De Silva’s triumph has been cut short by the unlucky diagnosis after he dominated a field of 705 players and was one of the several people to progress to the final stages of this year’s event with a hefty $10,000 buy-in. However, the event got underway yesterday, with De Silva sitting it out. Instead of nine players, only eight were present at the coveted table.

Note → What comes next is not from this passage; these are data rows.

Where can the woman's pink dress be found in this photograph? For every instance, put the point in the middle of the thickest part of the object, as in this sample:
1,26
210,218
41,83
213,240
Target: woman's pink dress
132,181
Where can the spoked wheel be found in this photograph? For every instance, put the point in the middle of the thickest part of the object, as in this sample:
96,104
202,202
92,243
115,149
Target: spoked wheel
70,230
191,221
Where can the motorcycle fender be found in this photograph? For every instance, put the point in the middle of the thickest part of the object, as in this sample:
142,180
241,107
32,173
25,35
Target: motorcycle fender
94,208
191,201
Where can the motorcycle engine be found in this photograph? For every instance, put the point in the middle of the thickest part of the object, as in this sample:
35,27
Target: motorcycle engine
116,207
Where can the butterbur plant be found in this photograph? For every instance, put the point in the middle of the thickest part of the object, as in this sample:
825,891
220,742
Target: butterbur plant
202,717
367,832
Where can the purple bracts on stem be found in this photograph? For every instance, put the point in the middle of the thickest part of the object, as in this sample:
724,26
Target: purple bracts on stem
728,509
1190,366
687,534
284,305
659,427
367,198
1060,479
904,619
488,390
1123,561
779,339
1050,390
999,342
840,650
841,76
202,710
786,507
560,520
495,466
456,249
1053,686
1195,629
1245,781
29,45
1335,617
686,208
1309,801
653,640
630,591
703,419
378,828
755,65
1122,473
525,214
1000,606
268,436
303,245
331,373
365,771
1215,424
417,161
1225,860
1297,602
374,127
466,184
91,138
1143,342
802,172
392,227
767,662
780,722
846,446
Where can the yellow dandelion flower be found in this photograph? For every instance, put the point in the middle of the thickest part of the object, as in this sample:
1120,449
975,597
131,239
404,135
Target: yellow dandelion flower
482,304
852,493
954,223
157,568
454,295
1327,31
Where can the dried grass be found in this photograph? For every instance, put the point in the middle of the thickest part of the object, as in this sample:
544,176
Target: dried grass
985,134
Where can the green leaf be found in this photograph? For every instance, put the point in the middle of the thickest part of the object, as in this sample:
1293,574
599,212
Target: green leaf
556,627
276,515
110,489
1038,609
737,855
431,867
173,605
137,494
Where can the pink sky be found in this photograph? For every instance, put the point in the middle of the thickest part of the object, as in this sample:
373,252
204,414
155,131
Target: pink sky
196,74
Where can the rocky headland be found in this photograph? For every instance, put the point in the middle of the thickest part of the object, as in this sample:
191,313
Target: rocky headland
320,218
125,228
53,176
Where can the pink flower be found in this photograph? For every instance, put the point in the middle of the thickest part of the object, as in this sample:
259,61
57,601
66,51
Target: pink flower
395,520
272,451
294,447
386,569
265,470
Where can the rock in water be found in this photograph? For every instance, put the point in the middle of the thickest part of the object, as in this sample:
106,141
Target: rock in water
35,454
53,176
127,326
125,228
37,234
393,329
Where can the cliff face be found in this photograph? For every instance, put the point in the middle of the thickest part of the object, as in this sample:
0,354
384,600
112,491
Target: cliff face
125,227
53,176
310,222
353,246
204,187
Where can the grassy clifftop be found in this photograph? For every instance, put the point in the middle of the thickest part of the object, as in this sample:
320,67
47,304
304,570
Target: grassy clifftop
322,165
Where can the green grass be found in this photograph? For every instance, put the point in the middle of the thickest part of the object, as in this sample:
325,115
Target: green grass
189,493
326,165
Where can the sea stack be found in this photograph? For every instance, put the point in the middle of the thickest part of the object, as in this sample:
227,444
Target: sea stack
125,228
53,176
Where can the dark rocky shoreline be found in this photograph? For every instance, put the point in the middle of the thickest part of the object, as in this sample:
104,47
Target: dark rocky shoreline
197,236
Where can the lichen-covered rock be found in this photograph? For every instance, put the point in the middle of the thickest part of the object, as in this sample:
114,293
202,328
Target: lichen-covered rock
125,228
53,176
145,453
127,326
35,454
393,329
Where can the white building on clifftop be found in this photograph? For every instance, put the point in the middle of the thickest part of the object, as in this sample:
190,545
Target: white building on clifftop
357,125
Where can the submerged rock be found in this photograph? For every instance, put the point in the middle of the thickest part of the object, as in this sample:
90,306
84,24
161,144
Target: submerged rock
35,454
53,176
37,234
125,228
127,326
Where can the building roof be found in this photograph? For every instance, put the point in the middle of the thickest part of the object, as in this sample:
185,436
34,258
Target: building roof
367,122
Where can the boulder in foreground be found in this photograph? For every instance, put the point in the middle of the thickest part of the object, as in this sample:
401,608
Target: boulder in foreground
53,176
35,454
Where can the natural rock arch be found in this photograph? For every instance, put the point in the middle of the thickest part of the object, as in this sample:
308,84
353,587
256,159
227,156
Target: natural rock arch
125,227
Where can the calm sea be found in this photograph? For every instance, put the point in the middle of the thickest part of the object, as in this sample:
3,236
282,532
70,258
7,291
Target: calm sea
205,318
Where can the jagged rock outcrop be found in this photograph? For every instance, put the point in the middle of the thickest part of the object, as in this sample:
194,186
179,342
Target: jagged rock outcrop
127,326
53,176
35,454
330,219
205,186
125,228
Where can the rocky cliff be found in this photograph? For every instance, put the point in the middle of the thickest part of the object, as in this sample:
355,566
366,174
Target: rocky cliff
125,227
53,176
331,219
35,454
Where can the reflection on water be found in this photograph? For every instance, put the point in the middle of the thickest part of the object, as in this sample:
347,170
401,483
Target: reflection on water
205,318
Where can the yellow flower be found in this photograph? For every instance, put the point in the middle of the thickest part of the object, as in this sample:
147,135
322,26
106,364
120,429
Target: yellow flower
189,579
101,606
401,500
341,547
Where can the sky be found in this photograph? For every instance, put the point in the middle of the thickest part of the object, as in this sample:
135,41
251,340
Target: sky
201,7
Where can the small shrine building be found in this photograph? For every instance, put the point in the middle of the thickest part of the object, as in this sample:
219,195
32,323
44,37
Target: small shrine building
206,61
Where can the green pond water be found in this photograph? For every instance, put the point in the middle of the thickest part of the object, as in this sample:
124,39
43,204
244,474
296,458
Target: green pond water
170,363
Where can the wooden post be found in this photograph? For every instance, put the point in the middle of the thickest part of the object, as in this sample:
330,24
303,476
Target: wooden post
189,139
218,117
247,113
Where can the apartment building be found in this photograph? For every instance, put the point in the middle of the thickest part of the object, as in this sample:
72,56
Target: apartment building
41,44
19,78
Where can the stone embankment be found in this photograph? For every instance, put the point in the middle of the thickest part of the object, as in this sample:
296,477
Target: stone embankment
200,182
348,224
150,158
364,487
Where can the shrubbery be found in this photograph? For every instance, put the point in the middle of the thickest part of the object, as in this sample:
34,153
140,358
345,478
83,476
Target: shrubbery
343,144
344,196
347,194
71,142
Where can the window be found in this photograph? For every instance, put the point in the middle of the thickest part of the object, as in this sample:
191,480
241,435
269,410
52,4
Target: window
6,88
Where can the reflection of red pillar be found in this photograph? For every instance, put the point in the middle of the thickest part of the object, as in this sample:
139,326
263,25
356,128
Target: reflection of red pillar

Rumors began to swirl on Sunday when podcaster Joey Ingram said that De Silva had to be removed from the event due to a positive PCR test and the player then followed up with a tweet on Monday, adding:
“I tested negative on a nasal swab PCR test Saturday the 26th, but positive on the official mouth swab PCR test at the Rio on the 27th.”
Prior to the confirmation by De Silva, Caesars also released an official statement in which the company detailed that COVID precautions had been implemented as one of the players had tested positive, referring to De Silva without mentioning him by name.
De Silva Gets 9th Place Finish
While De Silva’s situation is unfortunate, the other eight players were able to participate and started the final table without any symptoms. Caesars, though, won’t let De Silva leave empty-handed either, paying him out $98,813 for his ninth-place finish, a smidgeon of the $1,553,256 paid out to the winner, but still a worthwhile consolatory prize. De Silva’s has given no sign that his condition is serious, which is definitely a silver lining.
This year’s WSOP event saw a somewhat modest prize pool by all standards, with fewer people able to participate. In comparison, the 2019 event had 8,569 entries and the Main Event featured a $10 million prize for the winner, Hossein Ensan.
Prior to announcing that a WSOP Main Event will take place in person, WSOP ran an online event which was believed to be the Main Event and caused a bit of a stir after annulling the winner’s title.
It seemed that what was advertised as the “51st Annual World Series of Poker Main Event,” was just “a regular event”. Ironically, the online event paid out $3.9 million to the winner, Stoyan Madanzhiev, who protested the annulment of his title, prompting Daniel Negreanu to say that he “knew how he felt.”